Tudo acontecia numa velocidade que não podia ser medida. O fundo musical bem que poderia ser o tema de Twilight Zone, entretanto, seu cérebro confuso escolhera uma versão nunca gravada de Poker face na voz de Joe Cocker. Contrariando o senso comum, ela não viu duendes, unicórnios ou fadas.

Alice viu um céu completamente estrelado. O cenário lembrava a projeção feita em um planetário. Ao seu lado, um senhor barbudo vestindo uma alinhada manta branca falava sozinho, em um grego impecável. Estranhamente, Alice entendia tudo.

O homem penteou com os dedos a enorme barba branca, olhou para o céu de Alice e perguntou?

- Será que uma estrela vira para outra e diz: eu quero ser um homem?

- O que?

- Isso mesmo.
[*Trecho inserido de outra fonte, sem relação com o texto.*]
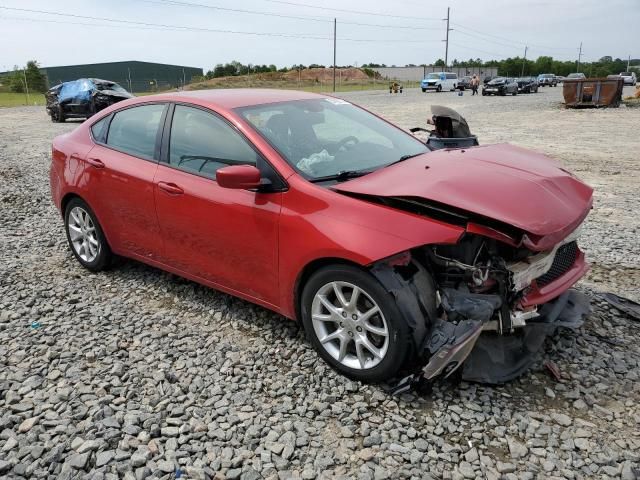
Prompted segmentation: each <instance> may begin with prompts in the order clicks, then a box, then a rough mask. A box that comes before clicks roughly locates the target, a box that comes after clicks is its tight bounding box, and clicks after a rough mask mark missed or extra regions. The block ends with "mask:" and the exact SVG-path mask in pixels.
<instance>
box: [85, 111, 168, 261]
mask: <svg viewBox="0 0 640 480" xmlns="http://www.w3.org/2000/svg"><path fill="white" fill-rule="evenodd" d="M166 109H167V104H166V103H151V104H144V105H136V106H133V107H129V108H125V109H123V110H119V111H117V112H115V113H114V114H112V115H111V116H109V117H107V118H106V119H104V120H101V121H99V122H97V123H96V124H95V125H94V126H93V127H92V136H93V137H94V141H95V142H96V146H94V147H93V149H91V151H90V152H89V154H88V155H87V158H86V168H85V170H84V175H86V182H87V185H90V188H88V189H87V194H86V196H87V197H88V198H87V200H88V201H89V204H90V205H91V206H92V208H93V209H94V211H95V212H96V215H97V216H98V218H99V221H100V223H101V225H103V227H104V229H105V232H106V233H107V235H108V240H109V242H110V245H111V247H112V248H113V249H114V250H115V251H116V252H117V253H122V254H125V255H129V256H134V257H136V256H137V257H141V259H151V260H160V259H161V258H162V238H161V236H160V229H159V225H158V218H157V216H156V209H155V199H154V195H153V179H154V176H155V174H156V170H157V168H158V158H159V154H160V139H161V129H160V126H161V125H162V124H163V120H164V117H165V115H166ZM100 122H104V124H100ZM98 124H100V125H98Z"/></svg>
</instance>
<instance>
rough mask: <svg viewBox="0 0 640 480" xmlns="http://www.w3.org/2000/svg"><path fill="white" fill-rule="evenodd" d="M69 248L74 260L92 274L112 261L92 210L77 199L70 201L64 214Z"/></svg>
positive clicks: (84, 204)
mask: <svg viewBox="0 0 640 480" xmlns="http://www.w3.org/2000/svg"><path fill="white" fill-rule="evenodd" d="M64 225H65V230H66V232H67V241H68V242H69V247H70V248H71V251H72V252H73V255H74V256H75V257H76V260H78V262H80V264H81V265H82V266H83V267H84V268H86V269H87V270H91V271H92V272H98V271H100V270H104V269H105V268H106V267H107V266H108V265H109V264H110V263H111V260H112V257H113V255H112V253H111V249H110V248H109V244H108V243H107V240H106V238H105V236H104V233H103V232H102V228H101V227H100V224H99V223H98V220H97V219H96V216H95V214H94V213H93V210H91V208H90V207H89V205H87V203H86V202H84V201H83V200H81V199H79V198H74V199H72V200H71V201H70V202H69V204H68V205H67V207H66V208H65V213H64Z"/></svg>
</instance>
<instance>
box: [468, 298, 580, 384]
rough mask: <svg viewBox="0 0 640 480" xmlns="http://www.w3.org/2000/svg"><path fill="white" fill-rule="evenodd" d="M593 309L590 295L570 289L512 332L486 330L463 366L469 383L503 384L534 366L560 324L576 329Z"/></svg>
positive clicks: (512, 378)
mask: <svg viewBox="0 0 640 480" xmlns="http://www.w3.org/2000/svg"><path fill="white" fill-rule="evenodd" d="M590 311H591V307H590V304H589V298H588V297H587V296H586V295H584V294H583V293H580V292H577V291H575V290H567V291H566V292H564V293H563V294H561V295H560V296H559V297H558V298H556V299H555V300H553V301H552V302H549V303H546V304H544V305H543V306H542V308H541V309H540V311H539V312H540V316H539V317H537V318H536V319H535V321H530V322H529V323H528V324H527V326H526V327H524V328H522V329H520V330H518V331H516V332H515V333H514V334H511V335H499V334H497V333H486V332H485V333H483V334H482V335H480V337H479V338H478V341H477V342H475V344H474V347H473V349H472V350H471V353H470V354H469V356H468V357H467V358H466V360H465V362H464V365H463V368H462V378H463V379H464V380H466V381H469V382H482V383H489V384H501V383H505V382H509V381H511V380H513V379H515V378H517V377H519V376H520V375H522V374H523V373H524V372H526V371H527V370H528V369H529V368H531V366H532V364H533V363H534V362H535V361H536V360H537V359H538V352H540V350H541V349H542V346H543V344H544V341H545V339H546V338H547V337H548V336H549V335H553V334H554V333H555V331H556V330H557V329H558V328H559V327H564V328H571V329H574V330H575V329H577V328H579V327H580V326H581V325H582V323H583V321H584V318H585V316H586V315H588V314H589V312H590Z"/></svg>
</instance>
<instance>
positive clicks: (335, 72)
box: [333, 18, 337, 92]
mask: <svg viewBox="0 0 640 480" xmlns="http://www.w3.org/2000/svg"><path fill="white" fill-rule="evenodd" d="M336 23H337V22H336V19H335V18H334V19H333V91H334V92H335V91H336V28H337V25H336Z"/></svg>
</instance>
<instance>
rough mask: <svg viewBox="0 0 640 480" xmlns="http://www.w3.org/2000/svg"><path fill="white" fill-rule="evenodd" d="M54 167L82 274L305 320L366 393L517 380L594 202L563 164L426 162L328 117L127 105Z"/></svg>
mask: <svg viewBox="0 0 640 480" xmlns="http://www.w3.org/2000/svg"><path fill="white" fill-rule="evenodd" d="M52 156H53V158H52V164H51V173H50V180H51V191H52V196H53V200H54V203H55V204H56V206H57V207H58V208H59V210H60V212H61V214H62V217H63V219H64V224H65V230H66V234H67V237H68V241H69V245H70V248H71V251H72V252H73V254H74V255H75V257H76V258H77V260H78V261H79V262H80V263H81V264H82V265H83V266H84V267H86V268H87V269H89V270H91V271H98V270H102V269H104V268H106V267H108V266H109V264H110V262H111V260H112V258H113V256H114V255H120V256H124V257H129V258H132V259H135V260H139V261H141V262H144V263H147V264H149V265H153V266H155V267H158V268H161V269H163V270H167V271H170V272H173V273H175V274H177V275H181V276H183V277H186V278H189V279H191V280H194V281H196V282H200V283H202V284H205V285H208V286H210V287H213V288H216V289H219V290H222V291H224V292H227V293H230V294H232V295H237V296H239V297H242V298H244V299H247V300H249V301H251V302H255V303H257V304H259V305H262V306H264V307H266V308H269V309H272V310H274V311H276V312H279V313H280V314H282V315H284V316H285V317H288V318H292V319H299V320H300V321H301V322H302V324H303V326H304V329H305V331H306V333H307V335H308V337H309V340H310V342H311V343H312V344H313V346H314V347H315V348H316V349H317V351H318V353H319V354H320V355H321V356H322V358H324V359H325V360H326V361H327V362H328V363H330V364H331V365H332V366H333V367H334V368H336V369H337V370H339V371H341V372H343V373H344V374H346V375H348V376H350V377H352V378H356V379H360V380H366V381H380V380H385V379H389V378H391V377H393V376H395V375H397V374H398V373H399V372H401V371H406V370H407V369H410V368H415V366H416V365H418V367H419V368H421V369H422V374H423V375H424V376H425V377H427V378H434V377H436V376H437V375H440V374H443V375H448V374H450V373H451V372H452V371H453V370H455V369H456V368H458V367H459V366H460V365H461V364H462V362H463V361H465V359H466V362H465V368H464V369H463V370H464V373H465V375H466V377H467V378H471V379H481V380H482V379H484V380H487V381H505V380H508V379H510V378H513V377H514V376H516V375H517V374H519V373H521V372H522V371H523V370H524V368H525V367H526V366H527V365H528V364H529V363H530V362H529V359H530V356H527V355H525V354H524V353H523V352H522V351H523V350H526V348H525V349H523V348H522V345H527V346H530V345H531V338H532V337H531V336H533V337H535V338H536V339H537V341H540V342H541V340H539V339H540V338H542V339H544V335H545V334H547V333H548V332H549V328H552V327H553V328H555V326H556V324H557V323H558V318H560V316H561V315H560V312H566V311H567V310H568V309H570V306H572V305H573V306H574V307H575V305H574V304H575V301H574V300H575V299H574V298H573V297H572V294H571V292H570V291H569V288H570V287H571V286H572V285H573V284H574V283H575V282H576V281H577V280H578V279H579V278H580V277H581V276H582V275H583V274H584V273H585V271H586V268H587V265H586V263H585V260H584V255H583V253H582V252H581V251H580V250H579V248H578V246H577V243H576V237H577V231H578V228H579V226H580V224H581V223H582V222H583V220H584V219H585V217H586V215H587V213H588V212H589V209H590V208H591V203H592V190H591V189H590V188H589V187H588V186H587V185H585V184H584V183H582V182H580V181H579V180H578V179H577V178H576V177H574V176H573V175H571V174H570V173H568V172H566V171H565V170H563V169H562V168H560V166H559V164H558V163H556V162H555V161H553V160H551V159H550V158H548V157H546V156H544V155H541V154H538V153H534V152H530V151H527V150H524V149H521V148H518V147H514V146H510V145H494V146H482V147H474V148H470V149H466V150H440V151H434V152H430V151H429V149H428V148H427V147H426V146H425V144H424V143H421V142H420V141H418V140H417V139H416V138H414V137H412V136H411V135H409V134H408V133H406V132H404V131H403V130H401V129H399V128H398V127H395V126H394V125H392V124H390V123H388V122H386V121H385V120H383V119H381V118H379V117H377V116H376V115H373V114H371V113H369V112H368V111H366V110H364V109H362V108H360V107H357V106H355V105H353V104H351V103H348V102H346V101H344V100H340V99H336V98H332V97H327V96H321V95H315V94H310V93H302V92H294V91H278V90H217V91H213V90H211V91H202V92H188V93H175V94H174V93H172V94H163V95H155V96H150V97H141V98H135V99H131V100H126V101H123V102H121V103H118V104H115V105H113V106H111V107H109V108H107V109H106V110H103V111H101V112H100V113H98V114H96V115H95V116H93V117H92V118H91V119H89V120H88V121H86V122H85V123H83V124H82V125H80V126H79V127H78V128H76V129H75V130H74V131H73V132H71V133H69V134H66V135H61V136H59V137H57V138H56V139H55V140H54V142H53V151H52ZM574 310H575V308H574ZM540 325H544V326H546V327H548V328H543V329H540ZM565 325H566V320H565ZM514 345H515V347H514ZM527 348H528V347H527ZM530 350H531V349H530ZM495 352H499V353H498V354H497V355H496V354H495ZM505 352H506V353H505ZM497 357H500V358H497ZM474 372H475V373H474ZM486 372H490V374H486ZM483 375H484V377H483Z"/></svg>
Será que dizem “meu sonho é ser um homem”

- Por quê?

- Nós não dizemos que queremos ser uma estrela. Que ser uma estrela é ser o máximo que podemos alcançar – o velho de vestido branco disse, apontando para o céu - Elas devem querer ser um homem.

- Nós dizemos isso porque estrelas são lindas, majestosas, únicas – Alice falou, com brilho inoxidável nos olhos.

- Na realidade, não. As estimativas contam que devam existir dez sextilhões de estrelas no universo.

- Dez o que?

- Para cada sextilhão acrescente uma fileira de 21 zeros ao algarismo um.

- E daí.

- Daí, que até onde sabemos, nós somos, aproximadamente, apenas 7 bilhões de homens no universo. Ou seja, muitos zeros a menos.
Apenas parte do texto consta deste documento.